To prepare the data for the K-means algorithm, I implemented a **PySpark Pipeline** consisting of three stages:

### **1. Imputation**
I used an **Imputer** with the strategy `"mean"` to fill missing values in the **Ranks** and **Odds** columns.  
This prevented the model from dropping rows with incomplete data and ensured consistent input for clustering.

### **2. Vector Assembly**
I combined the six numerical features—  
**Rank_1, Rank_2, Odd_1, Odd_2, Pts_1, Pts_2** —  
into a single feature vector using `VectorAssembler`.

### **3. Feature Scaling**
I applied **StandardScaler** to normalize the dataset.  
This step is essential because **K-means relies on Euclidean distance**:

- **ATP Points** can range into the thousands  
- **Odds** typically range from 1.0 to 20.0  

Without scaling, ATP Points would dominate distance calculations, biasing the clustering results. Standardization ensures all features contribute proportionally.

---

## Hyperparameters and Justification

I configured the **KMeans** estimator with the following hyperparameters:

### **k (Number of Clusters)**
I treated **k** as a tunable hyperparameter and tested values **2, 4, 6, 8, and 10**.  
This allowed me to determine which setting best captured the natural structure of the data.

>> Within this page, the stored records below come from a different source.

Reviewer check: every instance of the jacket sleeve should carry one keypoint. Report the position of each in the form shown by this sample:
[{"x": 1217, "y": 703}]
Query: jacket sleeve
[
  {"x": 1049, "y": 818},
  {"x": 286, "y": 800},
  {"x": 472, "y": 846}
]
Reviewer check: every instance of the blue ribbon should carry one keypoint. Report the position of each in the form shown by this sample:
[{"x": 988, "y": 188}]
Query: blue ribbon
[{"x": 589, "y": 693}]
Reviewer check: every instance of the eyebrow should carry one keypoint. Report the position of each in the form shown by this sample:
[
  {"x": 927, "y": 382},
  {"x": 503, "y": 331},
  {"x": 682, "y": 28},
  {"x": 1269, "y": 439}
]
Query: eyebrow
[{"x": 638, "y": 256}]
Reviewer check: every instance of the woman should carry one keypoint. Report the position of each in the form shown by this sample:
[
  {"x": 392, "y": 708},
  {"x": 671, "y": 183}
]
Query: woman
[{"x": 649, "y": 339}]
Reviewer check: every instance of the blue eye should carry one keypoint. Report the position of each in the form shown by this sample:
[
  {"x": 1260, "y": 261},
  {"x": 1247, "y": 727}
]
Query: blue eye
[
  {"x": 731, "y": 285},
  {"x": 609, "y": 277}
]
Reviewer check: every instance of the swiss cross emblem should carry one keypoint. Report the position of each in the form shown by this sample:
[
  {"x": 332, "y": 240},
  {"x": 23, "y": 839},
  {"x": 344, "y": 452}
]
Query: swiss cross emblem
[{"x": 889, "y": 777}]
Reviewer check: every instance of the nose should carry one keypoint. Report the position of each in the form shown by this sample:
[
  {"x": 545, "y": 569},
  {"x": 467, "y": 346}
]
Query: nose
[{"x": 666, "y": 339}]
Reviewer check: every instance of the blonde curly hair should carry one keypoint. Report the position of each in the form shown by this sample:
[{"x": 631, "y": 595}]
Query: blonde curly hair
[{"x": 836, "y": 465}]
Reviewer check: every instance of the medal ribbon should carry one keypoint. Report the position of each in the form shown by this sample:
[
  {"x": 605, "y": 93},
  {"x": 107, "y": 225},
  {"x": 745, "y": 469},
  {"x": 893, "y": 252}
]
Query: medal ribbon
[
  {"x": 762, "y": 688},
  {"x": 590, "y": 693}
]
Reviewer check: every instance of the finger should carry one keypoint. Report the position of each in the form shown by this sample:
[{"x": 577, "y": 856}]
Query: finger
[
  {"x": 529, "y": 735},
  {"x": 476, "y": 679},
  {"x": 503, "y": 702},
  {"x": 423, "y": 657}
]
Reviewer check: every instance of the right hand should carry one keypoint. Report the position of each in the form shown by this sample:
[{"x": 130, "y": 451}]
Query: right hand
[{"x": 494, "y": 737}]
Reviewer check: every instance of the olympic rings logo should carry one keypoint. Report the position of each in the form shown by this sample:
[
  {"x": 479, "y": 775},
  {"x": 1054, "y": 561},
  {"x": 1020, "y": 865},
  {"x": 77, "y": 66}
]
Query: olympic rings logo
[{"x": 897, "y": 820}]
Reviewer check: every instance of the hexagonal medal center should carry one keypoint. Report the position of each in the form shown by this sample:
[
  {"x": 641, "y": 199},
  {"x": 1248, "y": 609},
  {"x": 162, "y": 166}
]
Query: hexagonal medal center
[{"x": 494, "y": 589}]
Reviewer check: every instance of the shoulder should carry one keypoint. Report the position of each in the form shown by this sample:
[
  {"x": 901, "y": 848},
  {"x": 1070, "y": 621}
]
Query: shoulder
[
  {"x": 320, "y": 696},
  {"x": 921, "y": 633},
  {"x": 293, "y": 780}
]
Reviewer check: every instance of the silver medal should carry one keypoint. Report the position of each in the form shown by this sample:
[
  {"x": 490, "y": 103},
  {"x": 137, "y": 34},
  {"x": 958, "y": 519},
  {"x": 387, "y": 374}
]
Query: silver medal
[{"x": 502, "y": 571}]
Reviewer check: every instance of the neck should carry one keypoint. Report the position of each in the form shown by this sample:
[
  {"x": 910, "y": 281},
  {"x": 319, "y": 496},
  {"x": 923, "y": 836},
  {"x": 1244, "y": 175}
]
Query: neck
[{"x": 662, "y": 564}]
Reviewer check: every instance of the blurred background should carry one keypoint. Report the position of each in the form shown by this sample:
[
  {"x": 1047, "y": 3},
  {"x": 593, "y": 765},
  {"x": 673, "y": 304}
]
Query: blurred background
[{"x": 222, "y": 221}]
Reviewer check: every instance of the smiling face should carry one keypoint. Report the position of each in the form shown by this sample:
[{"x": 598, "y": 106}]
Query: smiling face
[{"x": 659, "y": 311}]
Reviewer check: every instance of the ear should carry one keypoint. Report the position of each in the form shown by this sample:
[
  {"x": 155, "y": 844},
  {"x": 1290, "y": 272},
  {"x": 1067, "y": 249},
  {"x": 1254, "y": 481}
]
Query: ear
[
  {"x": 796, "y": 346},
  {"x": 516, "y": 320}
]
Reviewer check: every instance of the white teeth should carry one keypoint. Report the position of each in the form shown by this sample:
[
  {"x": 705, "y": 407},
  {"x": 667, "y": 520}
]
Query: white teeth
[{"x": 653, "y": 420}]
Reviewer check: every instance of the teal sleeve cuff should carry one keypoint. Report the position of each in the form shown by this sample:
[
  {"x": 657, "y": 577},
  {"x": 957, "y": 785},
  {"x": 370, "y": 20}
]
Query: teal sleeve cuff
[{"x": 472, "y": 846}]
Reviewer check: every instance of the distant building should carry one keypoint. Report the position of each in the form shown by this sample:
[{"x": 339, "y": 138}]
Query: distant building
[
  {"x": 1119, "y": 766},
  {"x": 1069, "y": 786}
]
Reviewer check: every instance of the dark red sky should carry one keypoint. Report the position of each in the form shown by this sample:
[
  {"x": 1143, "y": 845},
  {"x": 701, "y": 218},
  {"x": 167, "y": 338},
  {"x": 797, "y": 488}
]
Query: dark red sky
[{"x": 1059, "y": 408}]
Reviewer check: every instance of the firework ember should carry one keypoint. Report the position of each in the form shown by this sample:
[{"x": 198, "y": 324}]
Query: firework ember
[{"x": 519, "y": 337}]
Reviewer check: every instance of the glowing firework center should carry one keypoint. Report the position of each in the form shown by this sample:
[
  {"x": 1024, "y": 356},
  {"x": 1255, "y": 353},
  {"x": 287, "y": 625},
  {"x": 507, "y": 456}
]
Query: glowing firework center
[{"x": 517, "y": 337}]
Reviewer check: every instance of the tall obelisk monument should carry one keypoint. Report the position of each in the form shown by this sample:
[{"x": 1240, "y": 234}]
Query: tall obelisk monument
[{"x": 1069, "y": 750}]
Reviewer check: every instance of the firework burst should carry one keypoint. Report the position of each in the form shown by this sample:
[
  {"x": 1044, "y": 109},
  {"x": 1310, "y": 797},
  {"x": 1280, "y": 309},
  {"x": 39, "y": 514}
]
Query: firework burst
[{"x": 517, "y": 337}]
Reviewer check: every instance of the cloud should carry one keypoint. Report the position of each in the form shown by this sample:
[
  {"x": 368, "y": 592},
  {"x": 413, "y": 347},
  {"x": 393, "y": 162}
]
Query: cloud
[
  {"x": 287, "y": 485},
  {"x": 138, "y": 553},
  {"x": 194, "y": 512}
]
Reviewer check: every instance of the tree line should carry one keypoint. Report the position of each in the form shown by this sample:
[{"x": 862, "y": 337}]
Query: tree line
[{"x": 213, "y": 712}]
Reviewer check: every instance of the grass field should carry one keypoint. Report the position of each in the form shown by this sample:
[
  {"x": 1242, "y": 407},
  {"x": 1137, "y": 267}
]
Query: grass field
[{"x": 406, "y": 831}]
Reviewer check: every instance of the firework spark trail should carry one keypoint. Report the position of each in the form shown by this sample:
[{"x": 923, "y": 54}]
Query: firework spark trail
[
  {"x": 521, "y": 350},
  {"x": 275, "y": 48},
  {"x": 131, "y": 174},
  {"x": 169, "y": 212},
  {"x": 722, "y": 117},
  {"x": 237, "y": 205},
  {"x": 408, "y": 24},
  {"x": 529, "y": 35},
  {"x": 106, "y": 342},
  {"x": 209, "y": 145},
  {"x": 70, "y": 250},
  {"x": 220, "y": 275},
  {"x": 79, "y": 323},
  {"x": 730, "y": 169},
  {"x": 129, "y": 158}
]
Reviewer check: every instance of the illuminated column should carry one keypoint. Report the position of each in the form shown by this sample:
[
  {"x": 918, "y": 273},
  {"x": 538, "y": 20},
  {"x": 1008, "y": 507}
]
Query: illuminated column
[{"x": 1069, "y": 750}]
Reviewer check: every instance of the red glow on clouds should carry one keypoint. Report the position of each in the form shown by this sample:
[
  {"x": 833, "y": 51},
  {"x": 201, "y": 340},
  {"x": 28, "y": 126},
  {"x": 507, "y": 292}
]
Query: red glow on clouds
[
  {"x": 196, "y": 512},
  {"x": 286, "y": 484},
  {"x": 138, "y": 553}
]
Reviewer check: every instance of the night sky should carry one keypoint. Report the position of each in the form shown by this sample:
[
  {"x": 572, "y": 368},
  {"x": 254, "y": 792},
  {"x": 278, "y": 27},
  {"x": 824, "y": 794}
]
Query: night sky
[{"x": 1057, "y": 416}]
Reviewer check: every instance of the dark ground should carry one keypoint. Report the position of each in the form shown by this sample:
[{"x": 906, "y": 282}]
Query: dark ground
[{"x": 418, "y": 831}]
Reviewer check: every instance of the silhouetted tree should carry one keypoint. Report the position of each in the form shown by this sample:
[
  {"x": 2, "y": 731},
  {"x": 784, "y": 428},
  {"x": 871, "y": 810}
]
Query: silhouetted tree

### **seed (Random Seed)**
I set `seed = 13`.  
Since K-means initializes cluster centers randomly, fixing the seed ensures **reproducible and consistent results** across runs.

### **featuresCol**
I set `featuresCol = "scaled_features"` so the model trains on the **normalized feature vector** rather than the raw inputs.

---

These configuration choices help ensure the model is both **mathematically sound** and **reproducible**, while producing clusters that accurately reflect patterns in the tennis match data.